Sweet, incredulous relief made Hazel lean against the wall. “You’re okay?”
Molly nodded slowly, pushing herself into a half-sitting position, wiping at her chin. Her black hair, usually gelled into spiky precision, was a mess. Blood dribbled from a shallow cut where her head had struck the floor, turning the collar of her white shirt red. “I saw it. The monster. It’s made of old, knotted branches grown over with moss, and it has these horrible black eyes.”
Hazel scooted closer and reached out to take Molly’s hand. Molly squeezed hard.
The alarm was still going, a siren wailing into the emptiness of the halls.
“You always knew this was all real, didn’t you?” she asked, anguished. “How can you stand it?”
Hazel was trying to formulate a reply when Molly’s eyes closed. She shuddered once and collapsed like a marionette with its strings cut. Hazel shouted and shook her by her shoulders, but Molly’s body was as limp as Amanda’s had been.
The monster was no longer content to wait in the heart of the forest. It had come to the center of Fairfold in the middle of the day, and Hazel wasn’t sure if it could even be slain.
Whether it had come for Severin, because someone had summoned it, or for a reason beyond Hazel’s comprehension, she had to focus.
She needed to get out of that hallway and she needed to get Molly out, too. Carrying Molly over her shoulders would be possible, but not ideal. Hazel wouldn’t be able to fight and she wouldn’t be able to move fast, either.
“Stay right there,” Hazel said to Molly softly as she got up. She passed the widening crack in the wall, from which tendrils of ivy spilled into the room like snakes, and she went down the hall toward the art room just as two people came barreling around the corner. It was Carter, with a phone in one hand and a hockey stick in the other. Robbie Delmonico was beside him, brandishing a baseball bat.

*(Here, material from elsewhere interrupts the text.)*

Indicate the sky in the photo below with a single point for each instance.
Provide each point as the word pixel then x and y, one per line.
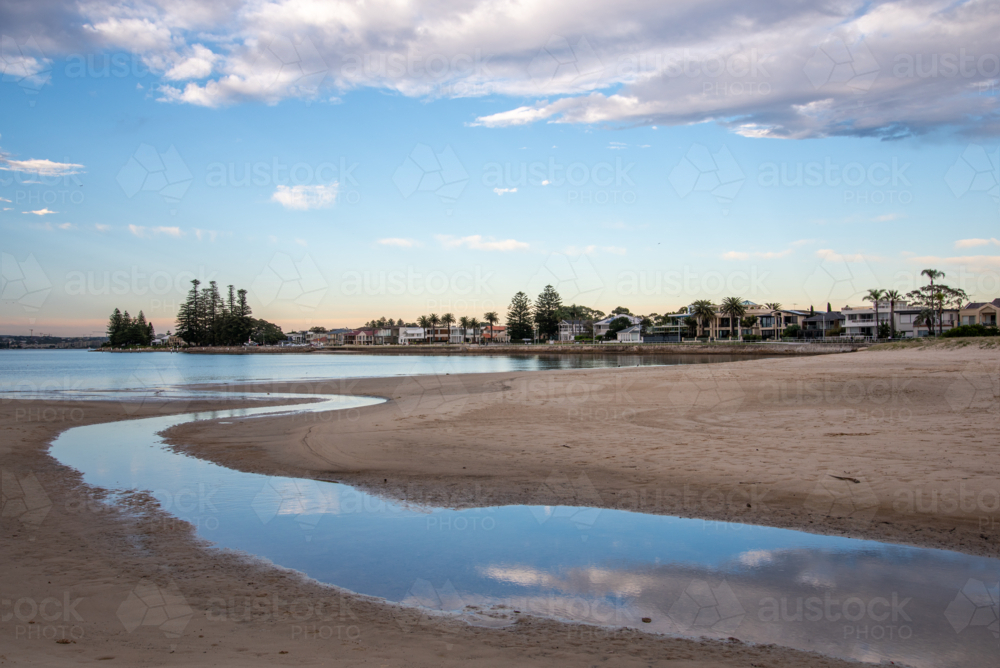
pixel 344 161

He yelped at the sight of her, stumbling back into a bank of lockers, making them rattle like chains.
Hazel found her hands balled into loose fists. “What the hell?”
“Relax. We were looking for you,” Carter said. He was wearing the rib pad from his football uniform and knee plates. Hazel had never before noticed how much football gear was like armor. With his broad shoulders and excellent jawline, he looked like Sir Morien from the Round Table. “Emergency services people won’t let anyone back into the school. Ben and Jack got stuck out in the parking lot, so they’ve been lecturing me over texts on where you might go.” He gestured vaguely toward the front of the school.
“There’s some kind of thing,” Robbie put in. “We found three freshmen under one of the tables in the cafeteria. They were out cold—or at least I thought they were, but one of them opened her eyes and told me something super creepy—something about bones. Then she passed out again. We carried them to some EMTs through an open window, but figured we’d stay inside until we were sure everyone else got out.”
Hazel nodded. She was forcibly reminded what a good guy Robbie was and why she’d kissed him in the first place, before things had gotten weird. The hardest thing about being wanted was the hardest thing about wanting—wanting badly enough that it gave you a stomachache, wanting in the way that was partly about kissing and partly about swallowing whole, the way a snake gulps down a mouse or the Big Bad Wolf gulps down Red Riding Hood—wanting turned someone you felt like you knew into a stranger. Whether that person was your brother’s best friend or a sleeping prince in a glass prison or a girl who kissed you at a party, the moment you wanted more than just touching your mouth to theirs, they became terrifying and you became terrified. “Dead and gone and bones,” she said.